In: Statistics and Probability
Ten sampled students of 18-21 years of age received special training. They are given an IQ test that is N (100, 102) in the general population. Let μ be the mean IQ of these students who received special training. The observed IQ scores: 121, 98, 95, 94,102, 106, 112, 120, 108, 109. Test if the special training improves the IQ score using significance level α = 0.05.
a.What is the rejection region?
b.Calculate the p-value and state your conclusion.
c.What if the variance is unknown?
Use R studio to solve this problem. What codes you have to put in ?
#Loading library containing z.test
> library(TeachingDemos)
> IQ=c(121,98,95,94,102,106,112,120,108,109)
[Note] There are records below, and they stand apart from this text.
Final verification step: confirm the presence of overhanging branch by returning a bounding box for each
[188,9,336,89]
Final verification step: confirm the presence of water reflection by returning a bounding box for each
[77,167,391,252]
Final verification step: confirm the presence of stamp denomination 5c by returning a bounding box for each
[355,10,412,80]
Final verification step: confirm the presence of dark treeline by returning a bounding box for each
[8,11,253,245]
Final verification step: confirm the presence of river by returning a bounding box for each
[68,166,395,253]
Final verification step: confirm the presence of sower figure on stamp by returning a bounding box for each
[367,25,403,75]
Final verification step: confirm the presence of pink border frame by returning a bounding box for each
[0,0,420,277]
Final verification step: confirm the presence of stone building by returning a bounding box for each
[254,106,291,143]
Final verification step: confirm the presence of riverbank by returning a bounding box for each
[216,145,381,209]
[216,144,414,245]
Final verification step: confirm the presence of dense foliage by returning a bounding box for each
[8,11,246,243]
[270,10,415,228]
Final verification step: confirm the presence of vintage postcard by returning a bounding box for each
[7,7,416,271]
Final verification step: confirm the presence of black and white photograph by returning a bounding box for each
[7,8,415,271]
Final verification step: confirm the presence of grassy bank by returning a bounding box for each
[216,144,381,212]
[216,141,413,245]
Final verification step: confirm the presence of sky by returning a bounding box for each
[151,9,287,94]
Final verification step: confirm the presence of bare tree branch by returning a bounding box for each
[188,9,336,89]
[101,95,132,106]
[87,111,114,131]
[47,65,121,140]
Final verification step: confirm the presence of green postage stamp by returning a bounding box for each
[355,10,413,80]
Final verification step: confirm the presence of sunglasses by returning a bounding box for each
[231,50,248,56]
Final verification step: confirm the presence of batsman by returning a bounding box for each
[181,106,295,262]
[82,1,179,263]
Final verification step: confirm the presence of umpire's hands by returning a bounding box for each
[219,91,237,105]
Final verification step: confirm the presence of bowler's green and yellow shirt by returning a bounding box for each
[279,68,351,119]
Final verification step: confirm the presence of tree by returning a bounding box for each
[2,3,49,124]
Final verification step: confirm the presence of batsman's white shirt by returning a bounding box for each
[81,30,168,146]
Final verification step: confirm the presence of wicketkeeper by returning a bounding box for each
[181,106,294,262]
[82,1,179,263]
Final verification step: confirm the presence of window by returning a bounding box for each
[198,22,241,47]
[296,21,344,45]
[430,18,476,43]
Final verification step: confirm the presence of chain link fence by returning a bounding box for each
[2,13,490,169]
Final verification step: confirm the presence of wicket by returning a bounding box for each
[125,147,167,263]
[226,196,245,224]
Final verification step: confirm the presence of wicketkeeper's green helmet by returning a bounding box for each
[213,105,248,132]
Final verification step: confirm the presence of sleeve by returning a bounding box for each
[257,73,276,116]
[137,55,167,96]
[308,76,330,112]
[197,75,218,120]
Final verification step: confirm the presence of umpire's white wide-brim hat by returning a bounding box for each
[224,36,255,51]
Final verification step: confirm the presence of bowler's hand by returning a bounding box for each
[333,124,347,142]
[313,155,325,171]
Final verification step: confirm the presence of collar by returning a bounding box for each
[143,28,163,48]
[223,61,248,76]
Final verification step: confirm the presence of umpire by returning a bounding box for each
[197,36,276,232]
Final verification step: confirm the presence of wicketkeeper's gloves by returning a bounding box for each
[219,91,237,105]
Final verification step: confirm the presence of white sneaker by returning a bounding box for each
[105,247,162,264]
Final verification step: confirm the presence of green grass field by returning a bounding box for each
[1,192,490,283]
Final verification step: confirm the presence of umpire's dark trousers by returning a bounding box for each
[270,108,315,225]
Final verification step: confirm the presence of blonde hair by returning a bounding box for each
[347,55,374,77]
(a)> qnorm(0.05,lower.tail=F)
[1] 1.644854
REJECTION REGION : Z > Z0.05 =
1.645
(b)> z.test(IQ,mu=100,stdev=sqrt(102),) #To test
H0:mu=100 ag. H1:mu>100, where population SD is known
One Sample z-test
data: IQ
z = 2.0352, n = 10.0000, Std. Dev. = 10.1000, Std. Dev. of the
sample
mean = 3.1937, p-value = 0.02091
alternative hypothesis: true mean is greater than 100
95 percent confidence interval:
101.2468 Inf
sample estimates:
mean of IQ
106.5
Since p-value < 0.05, we reject H0 and conclude that the
IQ of the students have improved significantly after the special
training.
(c)> t.test(IQ,mu=100,) # To test H0:mu=100 ag. H1:mu>100, where population SD is unknown
One Sample t-test
data: IQ
t = 2.1633, df = 9, p-value = 0.02937
alternative hypothesis: true mean is greater than 100
95 percent confidence interval:
100.9922 Inf
sample estimates:
mean of x
106.5
Since p-value < 0.05, we reject H0 and conclude that the IQ of the students have improved significantly after the special training.